Les conséquences fiscales et sociales immédiates
La société bascule par défaut à l’Impôt sur les Sociétés (IS), ce qui est souvent avantageux si vos bénéfices sont élevés. Une option pour l’Impôt sur le Revenu reste possible, mais elle est limitée à une durée de cinq exercices. Sur le plan social, le conjoint collaborateur perd son statut et doit devenir soit salarié, soit associé, ce qui modifie l’équilibre de la protection sociale familiale.

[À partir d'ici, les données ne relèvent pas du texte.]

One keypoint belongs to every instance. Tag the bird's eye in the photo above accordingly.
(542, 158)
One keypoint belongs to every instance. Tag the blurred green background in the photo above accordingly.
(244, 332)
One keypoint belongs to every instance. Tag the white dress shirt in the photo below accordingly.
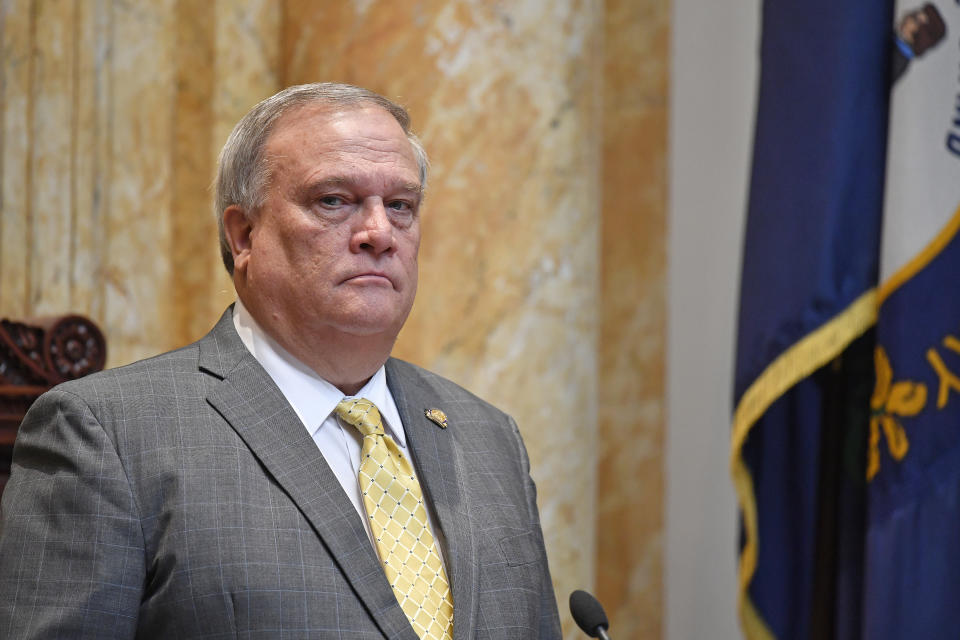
(314, 399)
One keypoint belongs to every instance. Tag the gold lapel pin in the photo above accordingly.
(437, 416)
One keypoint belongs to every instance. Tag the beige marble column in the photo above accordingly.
(506, 97)
(633, 329)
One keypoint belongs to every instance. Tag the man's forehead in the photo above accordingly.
(322, 129)
(321, 120)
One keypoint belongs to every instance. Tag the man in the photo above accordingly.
(258, 483)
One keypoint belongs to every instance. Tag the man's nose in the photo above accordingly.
(374, 232)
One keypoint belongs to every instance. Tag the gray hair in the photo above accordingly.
(242, 173)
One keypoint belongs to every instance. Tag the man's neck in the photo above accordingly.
(344, 360)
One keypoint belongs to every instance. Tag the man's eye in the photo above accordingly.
(331, 201)
(399, 205)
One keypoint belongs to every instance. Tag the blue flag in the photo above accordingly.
(912, 564)
(808, 293)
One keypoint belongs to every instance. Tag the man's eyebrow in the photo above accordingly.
(333, 181)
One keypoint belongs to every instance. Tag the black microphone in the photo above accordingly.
(588, 614)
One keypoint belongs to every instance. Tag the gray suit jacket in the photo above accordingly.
(181, 497)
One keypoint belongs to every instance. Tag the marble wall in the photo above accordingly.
(542, 265)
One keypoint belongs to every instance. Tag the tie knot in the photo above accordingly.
(362, 414)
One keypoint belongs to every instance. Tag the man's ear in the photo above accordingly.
(238, 229)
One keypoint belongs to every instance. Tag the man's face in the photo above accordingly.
(334, 246)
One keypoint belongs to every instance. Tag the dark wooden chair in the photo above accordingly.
(35, 355)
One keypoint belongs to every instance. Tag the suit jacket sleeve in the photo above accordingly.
(71, 544)
(549, 618)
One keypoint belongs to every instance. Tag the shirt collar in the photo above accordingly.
(312, 397)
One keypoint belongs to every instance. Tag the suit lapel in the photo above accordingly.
(440, 472)
(255, 408)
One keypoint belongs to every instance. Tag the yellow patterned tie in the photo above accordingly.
(398, 518)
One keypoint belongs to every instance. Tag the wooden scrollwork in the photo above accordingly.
(35, 355)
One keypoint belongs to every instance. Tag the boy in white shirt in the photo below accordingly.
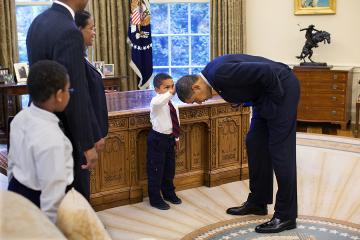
(40, 155)
(162, 140)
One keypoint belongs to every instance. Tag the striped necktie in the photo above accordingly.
(174, 120)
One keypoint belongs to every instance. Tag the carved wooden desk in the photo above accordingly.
(212, 150)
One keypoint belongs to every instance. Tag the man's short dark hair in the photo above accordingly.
(184, 86)
(46, 78)
(159, 78)
(81, 18)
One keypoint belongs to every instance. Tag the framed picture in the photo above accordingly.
(3, 72)
(21, 72)
(314, 7)
(99, 65)
(109, 70)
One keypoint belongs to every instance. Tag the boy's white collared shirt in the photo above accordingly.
(40, 156)
(160, 113)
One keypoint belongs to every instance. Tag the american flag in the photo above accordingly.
(139, 38)
(135, 17)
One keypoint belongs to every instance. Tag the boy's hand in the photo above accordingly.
(99, 145)
(173, 90)
(91, 159)
(177, 146)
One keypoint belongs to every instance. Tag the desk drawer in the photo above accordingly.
(326, 100)
(318, 87)
(321, 114)
(321, 76)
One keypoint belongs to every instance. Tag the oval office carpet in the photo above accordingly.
(308, 228)
(328, 189)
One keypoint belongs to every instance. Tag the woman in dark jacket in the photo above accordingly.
(85, 23)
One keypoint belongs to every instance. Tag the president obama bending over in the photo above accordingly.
(273, 92)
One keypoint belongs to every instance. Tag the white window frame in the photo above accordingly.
(188, 34)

Les nouvelles obligations comptables et juridiques de la SASU
La gestion quotidienne se complexifie légèrement avec l’obligation d’établir des fiches de paie pour chaque versement de rémunération au président. Sur le plan juridique, le formalisme du procès-verbal doit être scrupuleusement respecté pour consigner les décisions de l’associé unique dans le registre prévu à cet effet.
Les erreurs à éviter pour prévenir un redressement URSSAF
L’administration surveille de près les transformations suivies d’une distribution massive de dividendes, qualifiant parfois la manœuvre d’abus de droit si le but est exclusivement d’éluder les cotisations sociales. Il est prudent d’attendre un délai raisonnable, souvent de 6 à 12 mois, avant de procéder aux premiers versements de dividendes sous le nouveau statut.
Le tableau suivant résume les différences fondamentales entre les deux statuts pour vous aider à valider votre choix.
| Critère | EURL | SASU |
|---|---|---|
| Statut social du dirigeant | TNS (Indépendant) | Assimilé Salarié |
| Charges sociales sur rémunération | ~45 % (Faibles) | ~75-80 % (Élevées) |
| Charges sur dividendes | ~45 % (Si > 10% du capital) | 17,2 % (CSG-CRDS uniquement) |
| Cession des titres | Droits d’enregistrement 3 % | Droits d’enregistrement 0,1 % |
Prenez le temps de vérifier que vous ne dépassez pas les seuils rendant obligatoire la nomination d’un commissaire aux comptes dans la nouvelle structure. Une bonne transformation repose sur une anticipation rigoureuse des flux financiers futurs et une bonne compréhension des nouvelles responsabilités administratives.